1986—Otto Preminger Dies
Austro–Hungarian film director Otto Preminger, who directed such eternal classics as Laura, Anatomy of a Murder, Carmen Jones, The Man with the Golden Arm, and Stalag 17, and for his efforts earned a star on Hollywood's Walk of Fame, dies in New York City, aged 80, from cancer and Alzheimer's disease. 1998—James Earl Ray Dies
The convicted assassin of American civil rights leader Martin Luther King, Jr., petty criminal James Earl Ray, dies in prison of hepatitis aged 70, protesting his innocence as he had for decades. Members of the King family who supported Ray's fight to clear his name believed the U.S. Government had been involved in Dr. King's killing, but with Ray's death such questions became moot. 1912—Pravda Is Founded
The newspaper Pravda, or Truth, known as the voice of the Communist Party of the Soviet Union, begins publication in Saint Petersburg. It is one of the country's leading newspapers until 1991, when it is closed down by decree of then-President Boris Yeltsin. A number of other Pravdas appear afterward, including an internet site and a tabloid. 1983—Hitler's Diaries Found
The German magazine Der Stern claims that Adolf Hitler's diaries had been found in wreckage in East Germany.

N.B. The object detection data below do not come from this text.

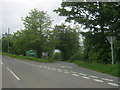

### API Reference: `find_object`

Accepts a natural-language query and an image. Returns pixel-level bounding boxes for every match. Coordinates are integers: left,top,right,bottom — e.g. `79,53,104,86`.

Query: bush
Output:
52,53,62,61
70,51,83,61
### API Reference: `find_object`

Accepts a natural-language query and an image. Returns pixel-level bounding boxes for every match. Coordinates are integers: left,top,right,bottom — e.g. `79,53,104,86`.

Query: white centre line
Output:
70,71,77,73
64,70,68,72
7,67,20,80
0,62,4,65
93,79,103,82
72,74,79,77
102,78,113,81
79,73,86,75
108,83,119,87
64,72,70,74
82,76,90,79
90,76,98,78
38,66,42,67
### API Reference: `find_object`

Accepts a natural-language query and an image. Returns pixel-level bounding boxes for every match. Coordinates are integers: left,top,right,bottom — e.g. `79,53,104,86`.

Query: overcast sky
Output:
0,0,65,34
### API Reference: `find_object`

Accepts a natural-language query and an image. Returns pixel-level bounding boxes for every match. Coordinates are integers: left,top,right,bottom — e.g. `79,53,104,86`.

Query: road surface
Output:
0,56,119,88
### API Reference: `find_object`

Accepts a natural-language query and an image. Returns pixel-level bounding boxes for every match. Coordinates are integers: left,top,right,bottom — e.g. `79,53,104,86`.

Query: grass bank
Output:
0,52,53,63
72,61,120,77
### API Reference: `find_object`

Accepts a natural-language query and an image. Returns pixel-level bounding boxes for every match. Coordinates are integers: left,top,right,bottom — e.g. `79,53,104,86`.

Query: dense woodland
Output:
1,2,120,64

The magazine had paid 10 million German marks for the sixty small books, plus a volume about Rudolf Hess's flight to the United Kingdom, covering the period from 1932 to 1945. But the diaries are subsequently revealed to be fakes written by Konrad Kujau, a notorious Stuttgart forger. Both he and Stern journalist Gerd Heidemann go to trial in 1985 and are each sentenced to 42 months in prison. 1918—The Red Baron Is Shot Down
German WWI fighter ace Manfred von Richthofen, better known as The Red Baron, sustains a fatal wound while flying over Vaux sur Somme in France. Von Richthofen, shot through the heart, manages a hasty emergency landing before dying in the cockpit of his plane. His last word, according to one witness, is "Kaputt." The Red Baron was the most successful flying ace during the war, having shot down at least 80 enemy airplanes. 1964—Satellite Spreads Radioactivity
An American-made Transit satellite, which had been designed to track submarines, fails to reach orbit after launch and disperses its highly radioactive two pound plutonium power source over a wide area as it breaks up re-entering the atmosphere.